Initially, we faced a few problems:

  1. Avoiding copy/paste on different projects with the same design style guide
  2. Keeping large projects maintainable
  3. Having unified structure on different projects to make it familiar to developers

So BEM was started to solve these problems but eventually became much more powerful.

For all the steps of BEM evolution see The history of BEM.

What next?

I’ll continue to popularize BEM methodology and develop examples of implementations in different techs. Here’s one of them for React:

There’s also a video from FullStackConf where we talked about all the features of BEM.

Everything about interaction design in large teams is also important for me. As the department of search interfaces development continues to grow, we want to get benefits from the fact that so many cool people gathered in one place. It’s a pity though such insights are hard to open source.
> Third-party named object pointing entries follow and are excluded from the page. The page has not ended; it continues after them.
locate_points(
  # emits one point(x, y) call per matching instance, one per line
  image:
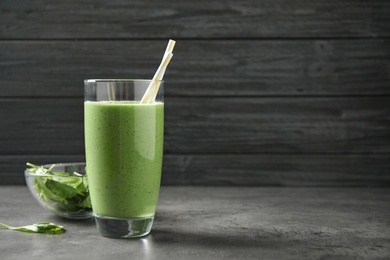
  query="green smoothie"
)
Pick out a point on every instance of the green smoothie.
point(124, 146)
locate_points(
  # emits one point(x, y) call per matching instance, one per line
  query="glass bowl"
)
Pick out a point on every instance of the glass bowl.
point(61, 189)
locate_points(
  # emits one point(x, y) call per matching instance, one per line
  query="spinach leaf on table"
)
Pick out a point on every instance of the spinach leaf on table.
point(41, 227)
point(60, 190)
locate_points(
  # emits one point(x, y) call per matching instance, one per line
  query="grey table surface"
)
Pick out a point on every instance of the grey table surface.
point(218, 223)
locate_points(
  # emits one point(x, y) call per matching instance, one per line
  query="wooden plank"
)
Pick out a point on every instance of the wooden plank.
point(242, 169)
point(278, 125)
point(201, 19)
point(214, 125)
point(200, 68)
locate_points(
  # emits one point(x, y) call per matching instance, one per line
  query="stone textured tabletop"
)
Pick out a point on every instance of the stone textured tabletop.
point(218, 223)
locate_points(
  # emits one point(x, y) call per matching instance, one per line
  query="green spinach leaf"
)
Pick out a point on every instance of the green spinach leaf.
point(41, 227)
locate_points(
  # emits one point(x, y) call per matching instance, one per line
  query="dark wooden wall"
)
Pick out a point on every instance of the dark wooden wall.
point(259, 92)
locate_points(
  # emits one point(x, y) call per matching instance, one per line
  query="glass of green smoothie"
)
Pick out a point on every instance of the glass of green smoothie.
point(124, 148)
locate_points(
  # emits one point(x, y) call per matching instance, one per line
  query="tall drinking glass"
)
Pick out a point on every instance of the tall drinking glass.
point(124, 148)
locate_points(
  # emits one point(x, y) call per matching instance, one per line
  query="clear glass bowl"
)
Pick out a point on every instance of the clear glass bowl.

I’m sure that the component approach will continue to evolve. For example, nowadays in React the same ideas we used in our code several years ago are implemented. I hope that other concepts of the BEM methodology will be more widely known because ultimately it will make it easier to do web interfaces and it is beneficial to all of us as users.

What advice would you give to programmers getting into web development?

Be always open to learning something new. On the other hand, do not reinvent the wheel but improve it — do not hurry to create your solution, take your time to find existing once and improve.


Thanks for the interview Sergey! Conventions have power!